Brookfield Renewable issued 7,000,000 Series 7 Preferred Units at a price of $25.00 per unit, for total gross proceeds of $175,000,000.

The Series 7 Preferred Units will commence trading on the Toronto Stock Exchange this morning under the ticker symbol BEP.PR.G.

BEP.PR.G is Preferred Units FixedReset 5.50%+447M550, announced November 17. It will be tracked by HIMIPref™ but relegated to the Scraps index on credit concerns. Note that the distribution will be a mixture of dividends, income and return of capital for tax purposes; calculating the after-tax return is complex and will require numerous assumptions!

The issue is rated Pfd-3(high) by DBRS:

DBRS Limited (DBRS) has today finalized its provisional rating of Pfd-3 (high) with a Stable trend on Brookfield Renewable Energy Partners L.P.’s (BREP) issuance of Class A Preferred Limited Partnership Units, Series 7 (Preferred LP Units).

DBRS notes that the Preferred LP Units will rank on parity with every other series of Class A Preferred Limited Partnership Units and will be fully and unconditionally guaranteed by BREP’s key holding subsidiaries (the Guarantors).
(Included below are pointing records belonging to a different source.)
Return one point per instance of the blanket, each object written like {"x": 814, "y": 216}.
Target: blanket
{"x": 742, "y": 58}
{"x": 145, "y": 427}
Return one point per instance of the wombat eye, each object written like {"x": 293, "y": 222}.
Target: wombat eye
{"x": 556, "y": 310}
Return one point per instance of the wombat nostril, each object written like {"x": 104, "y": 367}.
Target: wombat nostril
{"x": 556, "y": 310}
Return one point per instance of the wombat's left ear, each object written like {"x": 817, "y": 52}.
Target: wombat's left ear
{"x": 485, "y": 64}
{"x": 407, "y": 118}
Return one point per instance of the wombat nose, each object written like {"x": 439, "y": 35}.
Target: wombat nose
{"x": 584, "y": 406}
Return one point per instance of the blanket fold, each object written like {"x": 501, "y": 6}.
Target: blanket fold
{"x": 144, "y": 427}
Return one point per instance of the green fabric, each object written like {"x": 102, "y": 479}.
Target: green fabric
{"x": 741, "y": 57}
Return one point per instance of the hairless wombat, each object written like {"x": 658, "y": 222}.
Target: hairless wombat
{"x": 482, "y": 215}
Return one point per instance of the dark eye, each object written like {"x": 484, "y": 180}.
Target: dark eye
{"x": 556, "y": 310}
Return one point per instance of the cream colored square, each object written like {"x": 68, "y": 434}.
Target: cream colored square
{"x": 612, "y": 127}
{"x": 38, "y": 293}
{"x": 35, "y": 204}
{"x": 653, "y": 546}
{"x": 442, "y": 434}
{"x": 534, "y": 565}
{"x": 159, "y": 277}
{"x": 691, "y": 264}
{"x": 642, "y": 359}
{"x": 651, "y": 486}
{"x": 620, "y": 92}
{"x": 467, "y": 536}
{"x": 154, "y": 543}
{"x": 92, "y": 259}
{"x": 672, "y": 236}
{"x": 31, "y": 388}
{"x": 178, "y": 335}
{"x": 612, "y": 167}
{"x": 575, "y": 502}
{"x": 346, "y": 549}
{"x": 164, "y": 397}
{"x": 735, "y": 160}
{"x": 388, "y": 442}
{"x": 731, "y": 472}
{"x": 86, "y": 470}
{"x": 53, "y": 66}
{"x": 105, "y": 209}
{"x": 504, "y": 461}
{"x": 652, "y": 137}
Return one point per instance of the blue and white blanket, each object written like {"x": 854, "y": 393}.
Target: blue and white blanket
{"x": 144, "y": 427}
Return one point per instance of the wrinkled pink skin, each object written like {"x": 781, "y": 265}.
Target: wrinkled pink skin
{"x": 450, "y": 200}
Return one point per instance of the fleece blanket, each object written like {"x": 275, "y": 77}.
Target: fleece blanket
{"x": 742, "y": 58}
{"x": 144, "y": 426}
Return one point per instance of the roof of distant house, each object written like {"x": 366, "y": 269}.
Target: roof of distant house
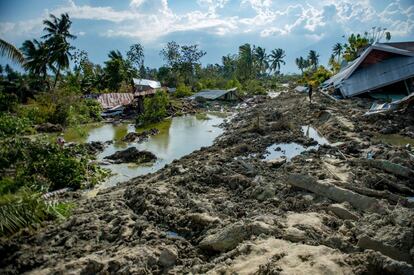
{"x": 212, "y": 94}
{"x": 386, "y": 59}
{"x": 146, "y": 82}
{"x": 112, "y": 100}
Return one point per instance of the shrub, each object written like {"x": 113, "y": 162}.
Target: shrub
{"x": 233, "y": 83}
{"x": 27, "y": 208}
{"x": 11, "y": 125}
{"x": 8, "y": 102}
{"x": 182, "y": 91}
{"x": 253, "y": 87}
{"x": 155, "y": 108}
{"x": 46, "y": 166}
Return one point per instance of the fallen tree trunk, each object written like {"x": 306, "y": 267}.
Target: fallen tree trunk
{"x": 335, "y": 193}
{"x": 392, "y": 198}
{"x": 390, "y": 167}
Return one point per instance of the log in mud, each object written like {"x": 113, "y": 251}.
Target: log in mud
{"x": 224, "y": 209}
The Preferred LP Units will rank pari passu at the Guarantor level with the outstanding Preference Shares (rated Pfd-3 (high) by DBRS) of Brookfield Renewable Power Preferred Equity Inc., which are also guaranteed by BREP.

The issue traded 339,999 shares (consolidated exchanges) in a range of 24.60-94 today before closing at 24.70-75, 57×28. Vital statistics are:

BEP.PR.G FixedReset YTW SCENARIO
Maturity Type : Limit Maturity
Maturity Date : 2045-11-25
Maturity Price : 23.05
Evaluated at bid price : 24.70
Bid-YTW : 5.52 %

According to the prospectus:

Management anticipates the 5 year average per unit Canadian dividend, ordinary income and return of capital will be 50%, 25%, and 25%, respectively, for the period between 2015 and 2020; however, no assurance can be provided this will occur.

This is the same estimate as was used for the coercive BRF.PR.E exchange offer, so we can recycle some analysis!

According to Ernst & Young, marginal tax rates for an Ontario resident with taxable income of $150,000 p.a. were 46.41% on income, 23.20% on capital gains and 29.52% on eligible dividends. Since the Return of Capital on the new units will eventually be taxed as a capital gain but only when the gain or loss is crystallized, let’s apply a 25% discount to the capital gain marginal rate to reflect the time value of the money; hence, we will assume that the Return of Capital is subject to tax at a rate of 23.20% * 75% = 17.4%:

Taxation of distributions
  BEP.PR.G
Distribution
Type
Pre Tax Amount Tax Net
Eligible
Dividend
0.6875 0.20295 0.48455
Ordinary
Income
0.34375 0.1595 0.18425
Return
of
Capital
0.34375 0.0598 0.28395
Total 1.375 0.42225 0.95275

So if we accept the given figures as a good enough guess – the after-tax income per share will be 0.95275, equivalent to a dividend of 1.352, a rate of slightly over 5.40%, which is in agreement with the figure Louisprefs supplied as the Scotia estimate in the comments to the announcement post. However, note that there are no guarantees offered by the company! If it should come to pass that 100% of the distributions are ordinary income, then tax at 46.41% will come to 0.6381 and the net after-tax amount will be 0.7369, which is 23% less than the estimate above. So there’s a certain amount of tax-risk here, depending on the nature of the company’s distributions.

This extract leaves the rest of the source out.